CR: Je me base sur mon expérience. Quand j’étais adolescente, l’idée d’être gay me faisait excessivement peur. D’une part car je n’avais presque aucun modèle de femmes out (ayant fait leur coming out, ndlr) autour de moi dans le milieu québécois, et donc les références que j’avais étaient des témoignages très difficiles. J’aurais aimé aussi sentir que j’allais rencontrer une fille, tomber amoureuse, rigoler et vivre mon quotidien comme tout le monde. J’avais envie d’offrir ça car c’est quelque chose qui m’avait manqué.
LD : Par rapport à la manière dont vous avez choisi de représenter la réalité de l’expérience, il n’y avait pas vraiment de scènes de sexe explicites, alors même que la série prend les relations amoureuses comme sujet principal. Y’a-t-il là une volonté particulière de votre part?

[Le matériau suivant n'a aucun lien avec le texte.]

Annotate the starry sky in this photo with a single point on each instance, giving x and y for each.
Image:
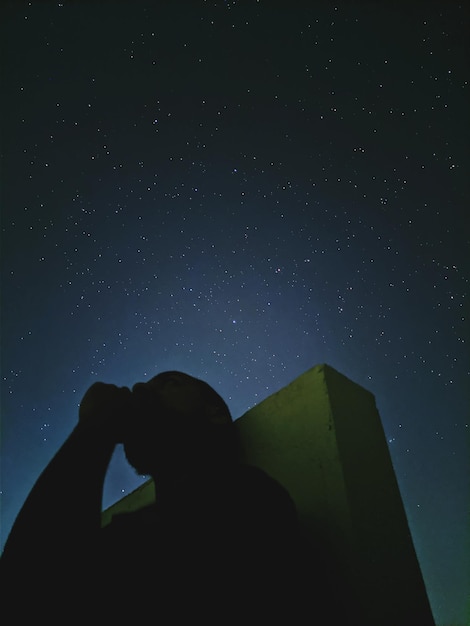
(241, 191)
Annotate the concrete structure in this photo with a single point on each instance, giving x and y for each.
(321, 437)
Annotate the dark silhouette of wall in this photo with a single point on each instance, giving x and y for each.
(321, 437)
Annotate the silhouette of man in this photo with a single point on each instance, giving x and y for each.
(220, 543)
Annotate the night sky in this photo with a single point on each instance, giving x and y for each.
(241, 191)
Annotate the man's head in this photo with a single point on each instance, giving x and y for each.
(179, 422)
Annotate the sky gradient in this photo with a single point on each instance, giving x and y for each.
(241, 191)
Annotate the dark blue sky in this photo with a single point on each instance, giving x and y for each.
(242, 190)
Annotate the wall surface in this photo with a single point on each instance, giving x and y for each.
(321, 437)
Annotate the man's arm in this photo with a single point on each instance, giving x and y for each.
(61, 515)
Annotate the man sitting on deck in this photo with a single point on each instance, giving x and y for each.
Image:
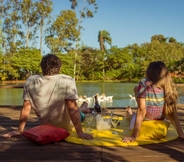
(53, 98)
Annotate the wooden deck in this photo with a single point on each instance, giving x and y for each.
(19, 149)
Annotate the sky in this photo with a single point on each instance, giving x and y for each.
(130, 21)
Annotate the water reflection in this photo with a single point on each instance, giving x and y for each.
(119, 91)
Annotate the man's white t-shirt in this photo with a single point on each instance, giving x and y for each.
(47, 95)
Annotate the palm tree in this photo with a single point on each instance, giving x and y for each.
(104, 37)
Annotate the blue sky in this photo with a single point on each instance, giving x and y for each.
(131, 21)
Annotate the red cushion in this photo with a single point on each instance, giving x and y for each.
(44, 134)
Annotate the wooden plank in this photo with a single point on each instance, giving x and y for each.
(18, 148)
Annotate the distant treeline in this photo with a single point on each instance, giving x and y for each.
(126, 64)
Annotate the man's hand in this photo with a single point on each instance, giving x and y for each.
(85, 136)
(13, 133)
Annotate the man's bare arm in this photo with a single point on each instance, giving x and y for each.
(75, 117)
(22, 119)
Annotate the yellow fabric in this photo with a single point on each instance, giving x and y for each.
(153, 129)
(106, 138)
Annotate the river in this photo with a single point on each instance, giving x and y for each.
(119, 91)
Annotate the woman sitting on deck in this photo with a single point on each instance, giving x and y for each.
(156, 96)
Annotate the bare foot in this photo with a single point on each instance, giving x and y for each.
(84, 107)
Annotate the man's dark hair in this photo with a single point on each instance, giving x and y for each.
(50, 64)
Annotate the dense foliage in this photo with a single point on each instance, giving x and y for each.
(20, 57)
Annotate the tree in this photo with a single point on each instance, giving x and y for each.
(89, 7)
(104, 37)
(44, 8)
(63, 32)
(11, 26)
(30, 17)
(160, 38)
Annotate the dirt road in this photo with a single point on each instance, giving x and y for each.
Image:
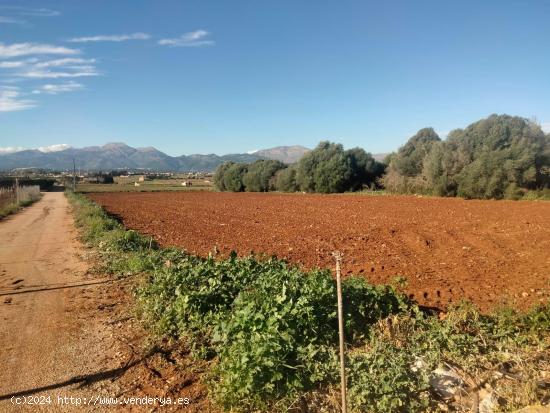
(44, 346)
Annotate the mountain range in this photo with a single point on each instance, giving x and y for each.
(121, 156)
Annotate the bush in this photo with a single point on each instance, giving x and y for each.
(494, 158)
(285, 180)
(233, 177)
(259, 175)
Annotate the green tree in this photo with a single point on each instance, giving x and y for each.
(497, 157)
(219, 175)
(325, 169)
(285, 180)
(410, 156)
(260, 175)
(233, 177)
(365, 169)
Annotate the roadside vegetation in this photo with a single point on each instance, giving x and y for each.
(12, 199)
(269, 330)
(501, 157)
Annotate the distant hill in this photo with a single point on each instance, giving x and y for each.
(117, 156)
(286, 154)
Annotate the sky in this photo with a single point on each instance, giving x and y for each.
(224, 76)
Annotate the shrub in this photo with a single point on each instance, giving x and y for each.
(259, 175)
(233, 177)
(285, 180)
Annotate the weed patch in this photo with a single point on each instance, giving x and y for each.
(270, 330)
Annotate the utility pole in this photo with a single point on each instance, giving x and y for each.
(74, 175)
(17, 190)
(338, 257)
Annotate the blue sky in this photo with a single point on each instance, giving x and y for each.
(233, 76)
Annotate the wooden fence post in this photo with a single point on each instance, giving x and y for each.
(338, 257)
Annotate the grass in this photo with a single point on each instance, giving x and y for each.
(270, 332)
(170, 185)
(13, 207)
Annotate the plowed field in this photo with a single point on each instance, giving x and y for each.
(488, 252)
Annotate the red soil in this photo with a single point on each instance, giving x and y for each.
(488, 252)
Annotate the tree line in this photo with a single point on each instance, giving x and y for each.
(326, 169)
(498, 157)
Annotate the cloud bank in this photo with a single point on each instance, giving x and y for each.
(111, 38)
(190, 39)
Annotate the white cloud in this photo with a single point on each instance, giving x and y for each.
(45, 149)
(11, 101)
(11, 20)
(111, 38)
(48, 74)
(54, 148)
(190, 39)
(27, 49)
(10, 149)
(64, 62)
(54, 89)
(30, 11)
(11, 64)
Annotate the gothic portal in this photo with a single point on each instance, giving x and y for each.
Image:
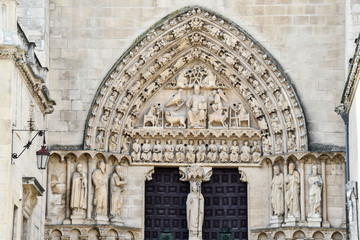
(198, 99)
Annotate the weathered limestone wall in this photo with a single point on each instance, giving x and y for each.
(306, 37)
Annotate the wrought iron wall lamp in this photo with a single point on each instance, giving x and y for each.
(42, 155)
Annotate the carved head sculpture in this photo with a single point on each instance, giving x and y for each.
(79, 167)
(101, 166)
(314, 170)
(276, 170)
(291, 168)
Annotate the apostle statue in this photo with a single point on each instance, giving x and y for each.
(195, 212)
(99, 179)
(277, 192)
(78, 190)
(292, 192)
(197, 109)
(117, 183)
(315, 185)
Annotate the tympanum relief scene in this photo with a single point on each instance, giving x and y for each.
(198, 94)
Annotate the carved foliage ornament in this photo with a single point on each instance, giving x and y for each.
(196, 49)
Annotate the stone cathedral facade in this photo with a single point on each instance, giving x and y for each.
(196, 127)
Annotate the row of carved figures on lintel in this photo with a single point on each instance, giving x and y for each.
(126, 141)
(189, 153)
(289, 200)
(79, 193)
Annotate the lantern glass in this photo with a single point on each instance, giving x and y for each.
(42, 157)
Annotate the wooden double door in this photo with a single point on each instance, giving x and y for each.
(225, 210)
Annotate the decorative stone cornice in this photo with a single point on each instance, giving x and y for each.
(351, 82)
(30, 69)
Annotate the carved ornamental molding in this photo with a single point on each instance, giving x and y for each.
(243, 90)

CR : C’est une question que je me suis beaucoup posée. Qu’est-ce qu’on montre, combien on en montre, parce que ça fait évidemment partie d’une rela -
tion amoureuse entre femmes. On ne voulait pas non plus être trop pudiques, et il y a des scènes qui sont très intimes, très sensuelles dans la série. Cependant, puisque la série était destinée au web et accessible partout dans le monde, je n’avais pas non plus envie que le souvenir que l’on garde de cette série-là soit des images de femmes qui font l’amour, mais que l’on voie que cette série était plus que cela. Je ne voulais pas que l’on puisse utiliser ça d’une façon qui ne rendait pas du tout justice à toute la profondeur de la série. Lorsque la première saison est sortie, La Vie d’Adèle venait de sortir, et les gens parlaient plus des scènes de sexe que du film lui-même, et il y a en ça quelque chose de dommage, de s’éloigner de l’amour éprouvé par les deux protagonistes et de toute sa force et sa beauté.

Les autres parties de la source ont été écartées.